Some entered the Amer Fort on elephant, some chickened out and rode the car up the very steep and winding road to the top of the massive hill fort. It is known for its blend of Rajput and Hindu style of architecture and mixture of Hindu and Muslim style of ornamentation. There are a series of gates in the fort and each one has a unique structure and architectural elements.

Some smaller local temples on the way have a Mayan look. Learned later that the Mayan architectural influence was brought over by the early Buddhists.

Parking next by the Golden Fort (not open to the public) opposite was a camel station that had to be tried out.

Jantar mantar in Delhi is one of the five observatories built in 1724 by the Maharaja of Jaipur - Sawai Jai Singh II for the pursuit of scientific knowledge. The Jantar Mantar was built to trace the astronomical phenomena and to ascertain scientific data.

The sun dial is a huge structure in yellow with a 27m long arm placed at an angle of 27 degrees. The sun dial calculates the time of a day accurately. There are two pillars that record the longest and shortest day in the year.

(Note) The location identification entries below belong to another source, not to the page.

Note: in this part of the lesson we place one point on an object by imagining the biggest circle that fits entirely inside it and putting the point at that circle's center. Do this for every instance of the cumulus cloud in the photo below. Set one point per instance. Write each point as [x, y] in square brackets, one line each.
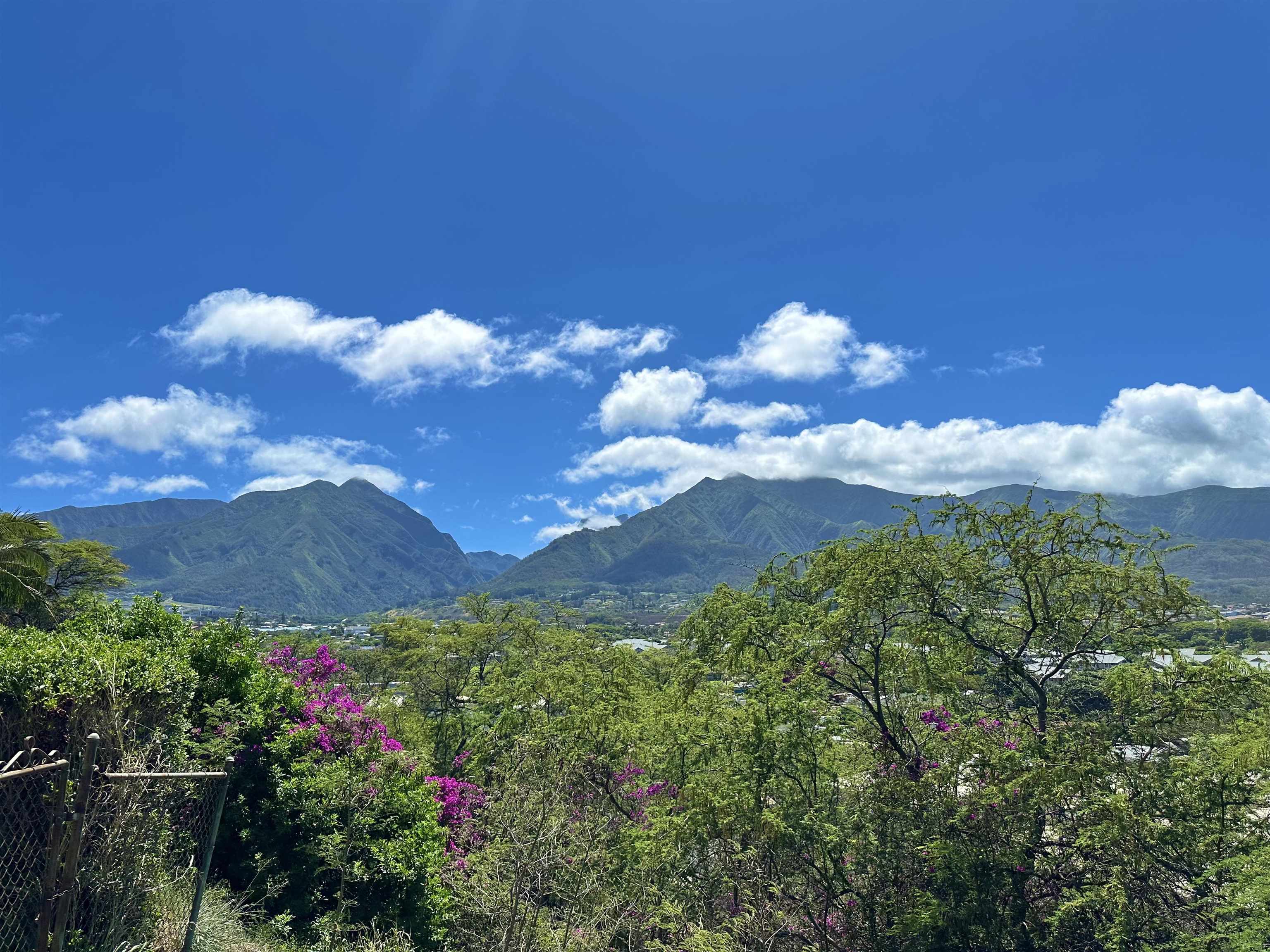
[432, 437]
[1150, 440]
[33, 320]
[878, 365]
[581, 517]
[748, 417]
[797, 345]
[54, 480]
[162, 486]
[184, 419]
[27, 331]
[301, 460]
[587, 339]
[395, 358]
[1025, 359]
[651, 400]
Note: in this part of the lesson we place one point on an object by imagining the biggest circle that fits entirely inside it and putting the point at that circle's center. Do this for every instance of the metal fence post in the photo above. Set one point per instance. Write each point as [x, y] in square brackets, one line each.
[208, 859]
[70, 867]
[53, 859]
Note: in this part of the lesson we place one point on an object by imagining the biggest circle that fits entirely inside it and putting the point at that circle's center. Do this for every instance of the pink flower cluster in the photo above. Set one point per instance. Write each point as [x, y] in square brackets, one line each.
[341, 721]
[460, 801]
[940, 719]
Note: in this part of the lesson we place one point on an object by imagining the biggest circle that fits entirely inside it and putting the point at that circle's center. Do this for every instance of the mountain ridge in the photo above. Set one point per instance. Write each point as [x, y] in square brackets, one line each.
[319, 549]
[719, 531]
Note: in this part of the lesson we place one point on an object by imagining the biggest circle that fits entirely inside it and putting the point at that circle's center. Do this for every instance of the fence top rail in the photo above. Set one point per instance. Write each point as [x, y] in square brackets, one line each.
[30, 756]
[30, 771]
[177, 776]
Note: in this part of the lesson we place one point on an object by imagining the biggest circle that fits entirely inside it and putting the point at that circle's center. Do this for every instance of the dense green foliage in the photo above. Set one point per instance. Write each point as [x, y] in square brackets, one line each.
[45, 579]
[910, 740]
[902, 743]
[305, 832]
[320, 550]
[489, 564]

This instrument is known as the ‘Mishra Yantra' the other instruments are used to trace astronomical phenomena from other planets and stars.

As the Golden Triangle Tour drew to a close it was time for the long haul back up to Dehli for the plane to Mumbai where we had booked a hotel for a couple of days before we made our respective ways home. Where did the time go ?? So many thanks to Anand our driver and Gopal who organised the tour – thoroughly recommend both if your ever heading that way.